Meta fined US$275 million following enquiry into April 2021 data leak
The data leak saw the personal information for 553 million accounts posted to the dark web
Add bookmarkIreland’s Data Protection Commission (DPC) has announced it will be imposing a €265mn (US$275mn) fine and “a range of corrective measures” on Meta Platforms Ireland Limited (MPIL), owner and operator of social media site Facebook, after an investigation into suspected data scraping on the site.
Data-scraping refers to a technique that locates and extracts information from a source, like a social media site, and deposits it in a database.
The inquiry was commenced on April 14 2021, after a data leak saw the personal data of 553 million Facebook users published to the internet. The Facebook IDs, names, dates of birth, locations, bios and in some cases email addresses of the affected accounts were made publicly available via a post on the dark web.
The DPC said the inquiry was concerned with “questions of compliance with the GDPR obligation for data protection by design and default”. These cybersecurity techniques put considerations of user or customer privacy and data protection at the forefront of software development.
Data protection by design embeds data privacy and protection features at the design phase, while data protection by default ensures that only solutions that are automatically data protection friendly are used to create user service settings.
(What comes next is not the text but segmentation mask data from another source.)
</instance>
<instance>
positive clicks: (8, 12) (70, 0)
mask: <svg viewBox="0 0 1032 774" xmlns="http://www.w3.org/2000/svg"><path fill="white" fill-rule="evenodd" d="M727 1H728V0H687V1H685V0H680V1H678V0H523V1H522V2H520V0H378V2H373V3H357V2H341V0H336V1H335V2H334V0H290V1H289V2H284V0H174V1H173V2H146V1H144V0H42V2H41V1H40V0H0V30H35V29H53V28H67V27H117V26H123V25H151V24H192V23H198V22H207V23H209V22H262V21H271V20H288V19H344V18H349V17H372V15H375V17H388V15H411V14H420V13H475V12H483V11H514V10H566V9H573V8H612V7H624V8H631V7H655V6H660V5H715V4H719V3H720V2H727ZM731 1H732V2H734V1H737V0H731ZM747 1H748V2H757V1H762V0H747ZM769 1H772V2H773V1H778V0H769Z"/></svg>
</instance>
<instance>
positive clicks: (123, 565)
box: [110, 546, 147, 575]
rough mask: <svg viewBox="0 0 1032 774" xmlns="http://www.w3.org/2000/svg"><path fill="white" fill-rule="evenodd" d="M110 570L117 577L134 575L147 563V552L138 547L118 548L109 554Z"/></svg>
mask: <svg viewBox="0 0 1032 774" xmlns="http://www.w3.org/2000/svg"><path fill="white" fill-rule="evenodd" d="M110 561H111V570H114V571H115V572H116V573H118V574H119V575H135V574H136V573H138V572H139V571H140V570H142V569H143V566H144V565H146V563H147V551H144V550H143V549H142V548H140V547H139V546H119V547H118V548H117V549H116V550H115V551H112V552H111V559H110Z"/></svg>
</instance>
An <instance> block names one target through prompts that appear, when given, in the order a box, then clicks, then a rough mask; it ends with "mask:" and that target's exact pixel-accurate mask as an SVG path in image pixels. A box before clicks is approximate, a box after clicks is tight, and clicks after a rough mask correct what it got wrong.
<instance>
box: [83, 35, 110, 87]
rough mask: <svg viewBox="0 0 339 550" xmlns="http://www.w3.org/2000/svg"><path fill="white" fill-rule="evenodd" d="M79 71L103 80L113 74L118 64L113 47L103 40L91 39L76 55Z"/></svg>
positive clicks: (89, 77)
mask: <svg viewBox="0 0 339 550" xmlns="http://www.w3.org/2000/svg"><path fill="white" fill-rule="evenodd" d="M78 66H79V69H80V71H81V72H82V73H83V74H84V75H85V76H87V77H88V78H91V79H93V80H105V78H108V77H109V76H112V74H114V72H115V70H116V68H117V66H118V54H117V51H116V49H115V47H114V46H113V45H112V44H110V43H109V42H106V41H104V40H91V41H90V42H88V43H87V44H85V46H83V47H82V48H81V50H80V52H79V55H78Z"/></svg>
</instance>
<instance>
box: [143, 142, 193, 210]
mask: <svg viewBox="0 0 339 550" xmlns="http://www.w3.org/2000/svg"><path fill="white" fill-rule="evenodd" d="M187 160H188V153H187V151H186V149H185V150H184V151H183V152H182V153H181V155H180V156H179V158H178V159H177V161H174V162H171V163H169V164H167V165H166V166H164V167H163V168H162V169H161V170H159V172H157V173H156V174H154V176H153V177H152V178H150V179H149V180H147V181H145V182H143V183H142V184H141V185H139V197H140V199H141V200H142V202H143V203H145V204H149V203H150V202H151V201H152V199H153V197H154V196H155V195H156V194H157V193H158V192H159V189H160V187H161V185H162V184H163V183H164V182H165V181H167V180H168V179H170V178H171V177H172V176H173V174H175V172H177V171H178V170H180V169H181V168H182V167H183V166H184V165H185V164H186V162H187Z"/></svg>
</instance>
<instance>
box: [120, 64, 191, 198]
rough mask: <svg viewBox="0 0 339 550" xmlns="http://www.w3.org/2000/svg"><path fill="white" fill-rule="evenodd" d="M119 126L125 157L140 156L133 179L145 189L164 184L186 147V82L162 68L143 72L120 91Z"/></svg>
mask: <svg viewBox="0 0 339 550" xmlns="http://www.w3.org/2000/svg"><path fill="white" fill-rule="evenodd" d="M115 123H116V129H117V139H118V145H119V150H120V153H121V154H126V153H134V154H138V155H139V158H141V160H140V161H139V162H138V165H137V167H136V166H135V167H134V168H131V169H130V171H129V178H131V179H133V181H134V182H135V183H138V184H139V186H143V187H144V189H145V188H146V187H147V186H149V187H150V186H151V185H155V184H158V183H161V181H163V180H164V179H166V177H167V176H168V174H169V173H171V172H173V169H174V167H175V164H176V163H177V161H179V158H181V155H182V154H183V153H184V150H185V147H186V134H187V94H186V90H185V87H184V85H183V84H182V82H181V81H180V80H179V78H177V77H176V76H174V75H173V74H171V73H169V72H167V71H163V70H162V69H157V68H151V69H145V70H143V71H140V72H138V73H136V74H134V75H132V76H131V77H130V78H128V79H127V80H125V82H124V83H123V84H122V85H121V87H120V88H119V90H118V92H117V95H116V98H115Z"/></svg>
Under Irish GDPR laws, companies are obligated to use both these techniques when planning projects.
It was on this basis that MPIL was investigated by the DPC alongside all other EU data supervisory authorities.
The DPC announced on November 25 that it had found that Meta had committed “infringement of Articles 25(1) and 25(2) GDPR”, meaning that the site had not followed its obligations to include data protection by design and default in Facebook’s design.
As a result of this, the commission said that it had “imposed a reprimand and an order requiring MPIL to bring its processing into compliance by taking a range of specified remedial actions within a particular timeframe”, a decision that “imposed administrative fines” of €265mn (US$275mn) on the company itself. This decision was backed by the data supervisory authorities across the EU.
The news of the fine comes days after it was reported that Meta had allegedly fired employees for breaking its terms of service and hijacking user accounts on the behalf of hackers.